I keep trying to process images taken with smartphones and while it works with ND iPhone and a Xiaomi, I’m trying to process some images of a wooden house walking around the house and I get this error.
All setting are pretty much default using webodm lightning.
File “_qhull.pyx”, line 1841, in scipy.spatial._qhull.Delaunay.init
File “_qhull.pyx”, line 357, in scipy.spatial._qhull._Qhull.init
scipy.spatial._qhull.QhullError: QH6022 qhull input error: 1’th dimension’s new bounds [-0.5, 0.5] too wide for
existing bounds [0.48, 0.48]
I have understood that it’s gps data problem… But I’d like to keep the gps data on the processing and the results…
So, I’ve been looking for another solution
I’ve found a solution… My smartphone isn’t the best and there should be a problem with the GPS tags…
I downloaded Open Camera from Play Store and with it, enabling all the positioning setting the results are pretty well… A little errors with inclination… but nothing too bad.
I didn’t know this option, thanks.
What’s your experience with it?
Isn’t smartphone camera giving a fix for every pic it takes?
Maybe would be good to have a specific photogrametry camera app that keeps gps turned on from the begining and don’t turn it off so we can have better GPS consistency.
This is what ChatGPT tells me about it this settings:
The “force full GPS duty cycle” option in Developer Settings is a feature available on some Android devices that allows developers to test location-based apps and services.
Normally, when an app requests a user’s location, the device’s GPS sensor is turned on briefly to obtain a fix and then turned off again to conserve battery life. This is known as the GPS duty cycle.

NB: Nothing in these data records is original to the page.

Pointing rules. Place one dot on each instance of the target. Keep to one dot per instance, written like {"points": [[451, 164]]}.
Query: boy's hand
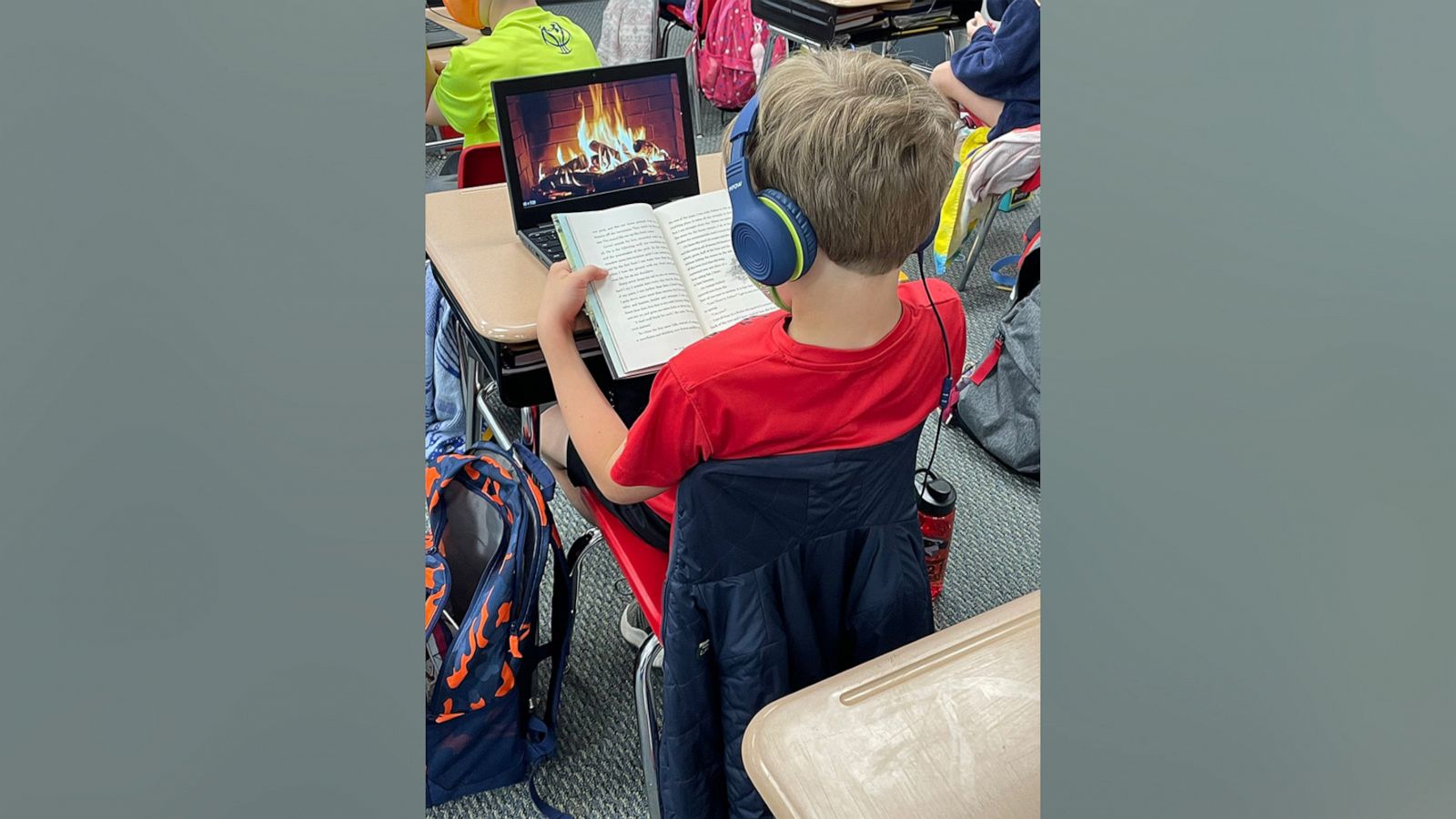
{"points": [[564, 296]]}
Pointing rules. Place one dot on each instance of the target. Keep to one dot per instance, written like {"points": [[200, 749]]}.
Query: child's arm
{"points": [[999, 60], [596, 429]]}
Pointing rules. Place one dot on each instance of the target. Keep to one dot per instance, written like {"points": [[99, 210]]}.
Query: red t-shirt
{"points": [[752, 390]]}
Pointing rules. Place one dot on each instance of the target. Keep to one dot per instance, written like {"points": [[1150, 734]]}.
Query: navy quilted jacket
{"points": [[784, 571]]}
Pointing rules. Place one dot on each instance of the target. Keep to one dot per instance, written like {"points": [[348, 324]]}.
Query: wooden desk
{"points": [[946, 726], [470, 238], [443, 18]]}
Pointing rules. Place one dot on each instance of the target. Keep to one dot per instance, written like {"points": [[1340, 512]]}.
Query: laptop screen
{"points": [[587, 140]]}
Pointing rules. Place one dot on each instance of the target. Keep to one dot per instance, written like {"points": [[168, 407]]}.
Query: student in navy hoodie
{"points": [[997, 75]]}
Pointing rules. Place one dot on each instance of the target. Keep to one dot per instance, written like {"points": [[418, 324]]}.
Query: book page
{"points": [[699, 230], [644, 300]]}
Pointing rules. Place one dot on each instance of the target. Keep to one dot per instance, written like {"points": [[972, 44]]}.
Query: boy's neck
{"points": [[842, 309], [502, 7]]}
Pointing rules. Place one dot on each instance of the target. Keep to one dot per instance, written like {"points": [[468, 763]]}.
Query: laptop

Enabling the “force full GPS duty cycle” option in Developer Settings overrides this behavior and keeps the GPS sensor turned on continuously, even when not in use by any apps. This can provide more accurate and consistent location data, but it can also drain the device’s battery more quickly.
In summary, enabling this option is useful for testing purposes, but it should be used with caution in everyday use to avoid excessive battery drain.
Not necessarily. They can use cached or stale data, or data from other location providers using the location API, so accuracy is not guaranteed. They can also just not add location metadata if they can’t get any
ChatGPT should not be used for doing factual research. Large language models are subject to hallucination and cannot be trusted as sources, unfortunately.
Handy when using GPS averaging apps, but in my experience, not much use when taking photos, as the positions in EXIF still only have 30 metre precision, which is of no use most of the time for small area subjects.